As the eagerly anticipated Battlestar Galactica prequel Blood & Chrome made its way through the development process, some rumors flew around saying that Syfy "rejected" the series as a pilot and decided instead to run it as a web series. Now producer David Eick wants to set the record straight.
In a conference call with Sci-Fi Bulletin, Eick addressed the reports that the recently released Blood & Chrome wound up online only after Syfy passed on a pilot, and said it's total bunk. According to him, the series was always intended as a web series first, with TV potential second.
"I feel like there's a certain record to set straight, which was a little bit frustrating to me a few months ago when I saw the headlines that the Blood & Chrome project had somehow been rejected or was a failed pilot or wasn't going to make it on the air.
It was never intended to be a traditional pilot, so to speak, such that Syfy not picking it up in a traditional manner to an episodic series was some kind of a rejection or failure. It was always developed, at least from my point of view, as a project for an online environment. Something that we would develop and structurally, narratively build as a ten-part sort of a series, kind of like the Raiders of the Lost Ark-style, the 1930s style movie serials, where you have ten minutes of story and a cliffhanger, followed by ten minutes of story and the cliffhanger. And then after ten of these episodes, it would all resolve itself in a three-act structure as a whole movie.
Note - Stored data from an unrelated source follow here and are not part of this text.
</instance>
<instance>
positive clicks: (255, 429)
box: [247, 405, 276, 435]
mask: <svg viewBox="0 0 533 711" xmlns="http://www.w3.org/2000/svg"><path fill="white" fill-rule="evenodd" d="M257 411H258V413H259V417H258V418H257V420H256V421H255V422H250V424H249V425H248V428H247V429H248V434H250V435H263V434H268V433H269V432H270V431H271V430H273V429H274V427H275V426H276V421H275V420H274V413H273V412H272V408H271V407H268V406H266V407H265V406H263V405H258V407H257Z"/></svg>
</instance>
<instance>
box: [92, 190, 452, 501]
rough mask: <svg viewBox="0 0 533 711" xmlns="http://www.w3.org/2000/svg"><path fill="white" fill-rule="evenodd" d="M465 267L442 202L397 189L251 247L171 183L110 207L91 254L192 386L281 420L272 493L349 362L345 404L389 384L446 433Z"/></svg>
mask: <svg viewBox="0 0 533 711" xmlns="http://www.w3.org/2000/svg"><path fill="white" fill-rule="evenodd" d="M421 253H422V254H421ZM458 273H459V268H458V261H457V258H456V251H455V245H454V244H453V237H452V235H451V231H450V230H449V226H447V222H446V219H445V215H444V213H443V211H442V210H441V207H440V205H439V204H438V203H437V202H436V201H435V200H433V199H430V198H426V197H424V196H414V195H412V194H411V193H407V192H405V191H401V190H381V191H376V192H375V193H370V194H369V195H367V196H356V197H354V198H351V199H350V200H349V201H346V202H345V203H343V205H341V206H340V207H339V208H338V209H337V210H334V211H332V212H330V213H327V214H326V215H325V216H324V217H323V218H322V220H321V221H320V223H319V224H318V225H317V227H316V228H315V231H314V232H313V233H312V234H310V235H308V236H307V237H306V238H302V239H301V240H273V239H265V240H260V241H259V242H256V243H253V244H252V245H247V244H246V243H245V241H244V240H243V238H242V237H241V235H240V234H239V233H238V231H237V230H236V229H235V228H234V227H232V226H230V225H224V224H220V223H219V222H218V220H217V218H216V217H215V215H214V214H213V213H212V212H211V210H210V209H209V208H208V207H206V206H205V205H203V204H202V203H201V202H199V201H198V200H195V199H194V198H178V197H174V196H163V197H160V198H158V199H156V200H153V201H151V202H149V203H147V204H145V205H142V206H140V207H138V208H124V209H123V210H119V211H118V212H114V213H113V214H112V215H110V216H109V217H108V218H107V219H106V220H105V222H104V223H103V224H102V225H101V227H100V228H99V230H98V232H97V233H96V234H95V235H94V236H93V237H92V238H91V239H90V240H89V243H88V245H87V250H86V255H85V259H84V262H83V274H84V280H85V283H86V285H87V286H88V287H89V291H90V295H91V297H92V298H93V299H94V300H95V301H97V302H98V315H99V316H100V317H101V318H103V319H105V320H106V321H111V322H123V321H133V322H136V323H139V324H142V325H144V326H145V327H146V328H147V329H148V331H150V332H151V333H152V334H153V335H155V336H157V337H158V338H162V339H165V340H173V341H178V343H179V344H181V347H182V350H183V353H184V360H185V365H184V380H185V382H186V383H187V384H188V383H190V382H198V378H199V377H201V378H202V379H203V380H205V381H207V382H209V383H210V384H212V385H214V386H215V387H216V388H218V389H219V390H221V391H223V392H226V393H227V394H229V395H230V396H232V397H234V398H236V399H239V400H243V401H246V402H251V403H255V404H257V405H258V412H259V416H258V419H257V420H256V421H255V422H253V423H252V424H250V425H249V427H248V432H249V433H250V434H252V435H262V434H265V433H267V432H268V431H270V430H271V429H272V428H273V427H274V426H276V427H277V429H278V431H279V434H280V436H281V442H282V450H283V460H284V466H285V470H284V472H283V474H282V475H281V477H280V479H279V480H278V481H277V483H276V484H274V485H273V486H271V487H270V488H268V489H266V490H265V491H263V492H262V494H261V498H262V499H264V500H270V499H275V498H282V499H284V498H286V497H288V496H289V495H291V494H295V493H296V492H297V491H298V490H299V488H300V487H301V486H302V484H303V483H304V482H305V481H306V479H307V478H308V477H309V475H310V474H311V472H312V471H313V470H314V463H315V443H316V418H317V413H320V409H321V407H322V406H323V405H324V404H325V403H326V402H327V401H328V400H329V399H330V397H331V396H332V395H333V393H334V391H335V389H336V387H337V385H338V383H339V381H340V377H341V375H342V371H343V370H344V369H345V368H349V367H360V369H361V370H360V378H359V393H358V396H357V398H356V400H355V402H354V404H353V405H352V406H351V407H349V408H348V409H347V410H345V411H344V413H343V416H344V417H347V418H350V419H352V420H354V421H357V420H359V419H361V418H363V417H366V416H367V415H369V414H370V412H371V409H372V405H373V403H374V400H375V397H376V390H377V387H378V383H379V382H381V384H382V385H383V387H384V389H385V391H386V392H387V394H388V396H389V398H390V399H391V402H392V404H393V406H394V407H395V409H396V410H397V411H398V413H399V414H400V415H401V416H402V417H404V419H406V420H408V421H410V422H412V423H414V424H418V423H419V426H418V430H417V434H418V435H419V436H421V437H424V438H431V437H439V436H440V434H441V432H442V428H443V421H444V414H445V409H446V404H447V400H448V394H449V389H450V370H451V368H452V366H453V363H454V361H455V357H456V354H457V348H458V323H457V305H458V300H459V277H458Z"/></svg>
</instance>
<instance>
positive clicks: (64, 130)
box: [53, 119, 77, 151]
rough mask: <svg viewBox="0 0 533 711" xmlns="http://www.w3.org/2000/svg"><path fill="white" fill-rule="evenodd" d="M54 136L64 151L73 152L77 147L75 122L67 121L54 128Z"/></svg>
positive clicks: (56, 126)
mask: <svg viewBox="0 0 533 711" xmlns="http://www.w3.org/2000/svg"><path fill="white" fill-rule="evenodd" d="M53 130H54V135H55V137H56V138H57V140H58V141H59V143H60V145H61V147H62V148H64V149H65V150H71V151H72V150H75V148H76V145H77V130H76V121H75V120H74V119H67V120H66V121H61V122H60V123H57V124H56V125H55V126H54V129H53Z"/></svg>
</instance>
Eick said the rumors track back to some interest in trying out the web series on Syfy in a longer form (which is scheduled to happen when the series airs as a TV movie and hits DVD early next year), which got some people thinking it had changed from a web series to a full-fledged TV project:
"I think where the confusion in is that for a moment after seeing the script the network said, 'Gee, we don't want to rule out the possibility of just advocating the online venture altogether and throwing this up as a pilot for a traditional series to Syfy.' And there were discussions about that, but for a variety of reasons, I think not the least of which was because there was a genuine feeling that we had really designed something altogether groundbreaking from a visual effects standpoint, [we decided] to stick with the original plan.
Its future may be online, may be on air, maybe DVD in terms of subsequent future episodes or stories--who knows? But it was never any kind of rejection or failure that this didn't wind up as another Syfy pilot. It was always designed to be something much more unique and special than that, and I'm thrilled that it's finally reached its distribution and it's going to be seen by the people it was intended for."
After seeing the first two episodes, Eick's comments make a lot of sense, as the story breaks and visual style seem well suited to the webisode format. It seems to allow for a more personal scale of breaking up one epic mission, as opposed to trying to plant a ton of seeds like a traditional TV pilot.
What do you think? Would you like to see more webisodes, or a full-fledged Blood & Chrome TV series?